Türkiye Büyük Millet Meclisi (TBMM), bugün haftalık mesaisine yılın en tartışmalı yasal düzenlemelerinden biri olan 11. Yargı Paketi ile başlıyor. Genel Kurul’da 23-25 Aralık tarihlerinde görüşülmesi beklenen teklifin, yılbaşından önce yasalaşarak yürürlüğe girmesi hedefleniyor.
İnfaz Rejiminde “3 Yıl Erken Tahliye” Formülü ve İstisnalar
Kamuoyunda en büyük yankıyı uyandıran düzenleme, cezaevlerinde geçirilecek süreyi doğrudan etkileyen infaz iyileştirmesi oldu. Yeni teklife göre, 31 Temmuz 2023 ve öncesinde işlenen belirli suçlardan hüküm giyenler; kapalı cezaevinden açık cezaevine, oradan da denetimli serbestliğe geçiş süreçlerini tam 3 yıl erkene çekebilecek. Ancak bu avantajlı tablo, her suç grubu için geçerli olmayacak. Özellikle terör ve örgütlü suçlar ile toplum vicdanını derinden yaralayan kasten öldürme, cinsel saldırı ve çocuk istismarı gibi suçlar bu kapsamın tamamen dışında bırakıldı. Siyasi kanatta ise Gezi davası hükümlüleri ile Selahattin Demirtaş ve Figen Yüksekdağ gibi isimlerin de bu indirimden yararlanamayacak olması, düzenlemenin sınırlarını net bir şekilde çiziyor.
27. Madde Bilmecesi: Deprem Mağdurları İçin Kritik Dönemeç
Teklifin en sancılı noktasını ise tartışmalı 27. madde oluşturuyor. Mevcut metin; “olası kastla insan öldürme” ve “taksirle ölüme sebebiyet verme” suçlarını kapsadığı için 6 Şubat depremi davalarında yargılanan sanıklara da tahliye yolunu açıyor. Bu durumun depremzede ailelerde yarattığı büyük infial, Meclis kulislerini hareketlendirdi. Yakınlarını kaybeden ailelerin siyasi parti gruplarına yaptığı ziyaretler meyvesini vermeye başlarken, CHP Grup Başkanvekili Ali Mahir Başarır’ın iktidar ve MHP kanadıyla yürüttüğü trafik, bir revizyon sinyali verdi. Başarır, 27. maddenin deprem mağdurlarını üzmeyecek şekilde yeniden düzenleneceğini ya da tamamen kapsam dışı bırakılacağını belirterek, Adalet Komisyonu üyelerinin bugün bu “hassas denge” üzerinde son bir çalışma yapacağını duyurdu.

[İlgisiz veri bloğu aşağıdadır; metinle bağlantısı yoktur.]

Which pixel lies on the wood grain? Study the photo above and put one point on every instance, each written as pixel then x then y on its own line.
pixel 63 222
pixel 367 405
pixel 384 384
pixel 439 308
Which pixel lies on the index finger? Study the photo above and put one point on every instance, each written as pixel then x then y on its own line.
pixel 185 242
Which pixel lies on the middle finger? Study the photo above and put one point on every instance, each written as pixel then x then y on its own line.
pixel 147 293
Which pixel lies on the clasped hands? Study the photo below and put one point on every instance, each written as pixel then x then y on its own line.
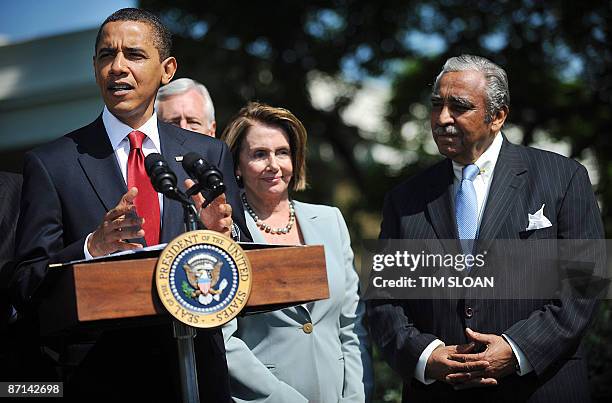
pixel 460 366
pixel 122 223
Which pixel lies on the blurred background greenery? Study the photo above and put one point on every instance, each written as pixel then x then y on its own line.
pixel 358 74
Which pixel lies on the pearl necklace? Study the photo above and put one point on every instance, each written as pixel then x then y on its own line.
pixel 265 227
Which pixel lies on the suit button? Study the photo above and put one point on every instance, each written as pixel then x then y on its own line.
pixel 307 328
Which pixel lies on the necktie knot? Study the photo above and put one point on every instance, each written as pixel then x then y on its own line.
pixel 136 138
pixel 470 172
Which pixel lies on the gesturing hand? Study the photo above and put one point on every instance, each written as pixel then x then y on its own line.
pixel 498 353
pixel 217 216
pixel 119 224
pixel 440 365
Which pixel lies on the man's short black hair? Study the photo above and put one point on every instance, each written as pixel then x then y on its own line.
pixel 162 38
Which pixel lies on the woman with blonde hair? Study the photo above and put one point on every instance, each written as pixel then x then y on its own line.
pixel 315 352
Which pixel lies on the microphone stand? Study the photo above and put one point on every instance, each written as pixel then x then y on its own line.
pixel 183 333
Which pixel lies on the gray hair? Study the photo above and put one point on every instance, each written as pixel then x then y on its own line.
pixel 181 86
pixel 496 91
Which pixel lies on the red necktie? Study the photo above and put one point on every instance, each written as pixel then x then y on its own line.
pixel 147 203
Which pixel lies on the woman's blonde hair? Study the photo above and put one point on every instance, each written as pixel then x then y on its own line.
pixel 280 118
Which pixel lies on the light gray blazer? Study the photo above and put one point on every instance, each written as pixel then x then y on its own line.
pixel 272 359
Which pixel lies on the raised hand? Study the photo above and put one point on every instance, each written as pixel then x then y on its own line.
pixel 217 216
pixel 440 365
pixel 119 224
pixel 497 353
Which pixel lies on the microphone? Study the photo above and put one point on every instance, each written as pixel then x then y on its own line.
pixel 209 178
pixel 162 177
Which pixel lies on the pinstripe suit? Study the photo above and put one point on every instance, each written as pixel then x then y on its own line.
pixel 547 331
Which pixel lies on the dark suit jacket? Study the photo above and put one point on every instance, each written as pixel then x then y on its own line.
pixel 10 191
pixel 547 331
pixel 69 184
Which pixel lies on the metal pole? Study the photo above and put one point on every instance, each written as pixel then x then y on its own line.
pixel 184 336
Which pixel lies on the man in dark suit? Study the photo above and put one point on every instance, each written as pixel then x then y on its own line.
pixel 473 349
pixel 10 190
pixel 86 195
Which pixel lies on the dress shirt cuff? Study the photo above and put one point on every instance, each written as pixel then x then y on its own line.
pixel 419 371
pixel 524 365
pixel 85 250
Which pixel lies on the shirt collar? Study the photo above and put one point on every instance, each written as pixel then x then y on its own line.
pixel 117 130
pixel 486 162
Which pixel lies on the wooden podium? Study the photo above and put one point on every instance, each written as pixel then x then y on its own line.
pixel 123 292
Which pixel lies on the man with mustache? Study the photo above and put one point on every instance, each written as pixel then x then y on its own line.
pixel 486 350
pixel 87 194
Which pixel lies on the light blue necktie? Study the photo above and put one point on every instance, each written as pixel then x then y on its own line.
pixel 466 208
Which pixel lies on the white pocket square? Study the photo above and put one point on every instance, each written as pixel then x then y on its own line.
pixel 538 220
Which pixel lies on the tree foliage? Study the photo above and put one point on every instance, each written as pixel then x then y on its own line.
pixel 556 53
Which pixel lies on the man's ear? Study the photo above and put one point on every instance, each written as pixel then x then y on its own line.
pixel 93 59
pixel 213 128
pixel 499 119
pixel 168 69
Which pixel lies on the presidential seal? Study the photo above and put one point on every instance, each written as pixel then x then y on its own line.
pixel 203 278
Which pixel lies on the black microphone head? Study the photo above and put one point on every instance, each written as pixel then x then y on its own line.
pixel 190 162
pixel 152 160
pixel 162 178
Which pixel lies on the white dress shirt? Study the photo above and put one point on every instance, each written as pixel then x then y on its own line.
pixel 117 132
pixel 486 163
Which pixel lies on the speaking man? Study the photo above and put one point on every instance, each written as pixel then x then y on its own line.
pixel 79 195
pixel 187 104
pixel 486 188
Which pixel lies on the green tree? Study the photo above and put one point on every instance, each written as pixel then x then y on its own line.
pixel 556 53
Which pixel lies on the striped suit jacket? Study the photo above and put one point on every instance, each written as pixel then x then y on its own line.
pixel 547 331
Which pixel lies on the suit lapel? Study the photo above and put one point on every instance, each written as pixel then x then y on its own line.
pixel 172 145
pixel 507 179
pixel 100 165
pixel 441 207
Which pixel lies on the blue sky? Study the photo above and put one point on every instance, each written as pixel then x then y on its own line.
pixel 27 19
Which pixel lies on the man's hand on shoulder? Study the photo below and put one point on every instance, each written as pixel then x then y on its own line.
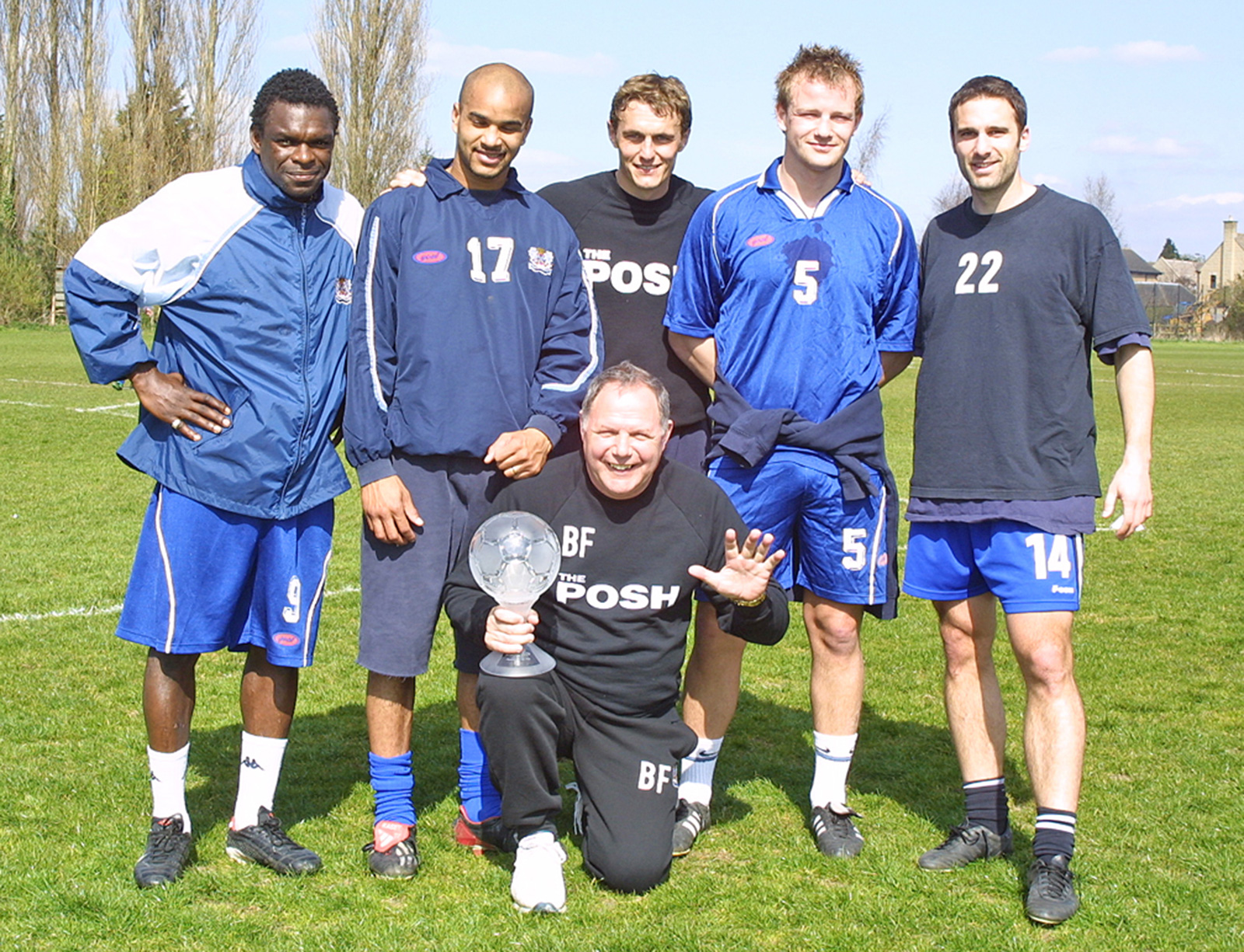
pixel 519 454
pixel 746 574
pixel 508 632
pixel 167 398
pixel 390 511
pixel 406 180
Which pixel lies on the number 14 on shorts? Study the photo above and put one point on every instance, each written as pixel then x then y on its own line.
pixel 1057 561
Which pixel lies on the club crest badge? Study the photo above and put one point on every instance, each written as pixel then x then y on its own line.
pixel 540 260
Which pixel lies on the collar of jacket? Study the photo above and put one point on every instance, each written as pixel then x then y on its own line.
pixel 267 192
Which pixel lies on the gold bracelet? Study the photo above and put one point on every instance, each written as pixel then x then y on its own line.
pixel 750 603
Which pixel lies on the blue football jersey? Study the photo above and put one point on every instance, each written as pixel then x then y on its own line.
pixel 800 306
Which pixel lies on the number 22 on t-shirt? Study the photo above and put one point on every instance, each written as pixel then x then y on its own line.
pixel 991 261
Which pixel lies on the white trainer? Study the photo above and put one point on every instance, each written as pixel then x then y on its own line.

Toplumsal Güvenlik: Silah ve Örgüt Suçlarına Ağır Yaptırım
Paket, infaz indirimlerinin yanı sıra toplumsal güvenliği tehdit eden unsurlara karşı ceza duvarını da yükseltiyor. Özellikle çocukların örgüt faaliyetlerinde araç olarak kullanılmasına karşı “sıfır tolerans” ilkesi getirilerek, örgüt yöneticilerine verilecek cezaların bir katına kadar artırılması öngörülüyor. Sokaktaki huzuru hedef alan “maganda kurşunu” ve kurusıkı silah kullanımı da artık daha ağır bedellerle karşılanacak. Düğün, nişan gibi toplu alanlarda havaya ateş açanlara 5 yıla kadar hapis yolu açılırken; kurusıkı silahlar da genel güvenliği tehlikeye sokma kapsamına alınarak hapis cezasıyla ilişkilendirildi. Ayrıca trafik güvenliğini sarsan taksirle yaralamalarda ceza alt sınırları yukarı çekilirken, ulaşım araçlarının hareketini engellemek de artık ağır yaptırımların merkezine yerleşti.
Yeni Bir Eşitsizlik mi, İhtiyaç mı?
Güveni kötüye kullanma suçunun motorlu taşıtlar üzerinde işlenmesi durumunda cezanın bir kat artırılmasını da içeren paket, hukuk çevrelerinde “parçalı infaz rejimi” eleştirilerine neden olsa da iktidar kanadı düzenlemenin cezaevi yoğunluğunu yönetmek ve toplumsal huzuru korumak için gerekli olduğunu savunuyor.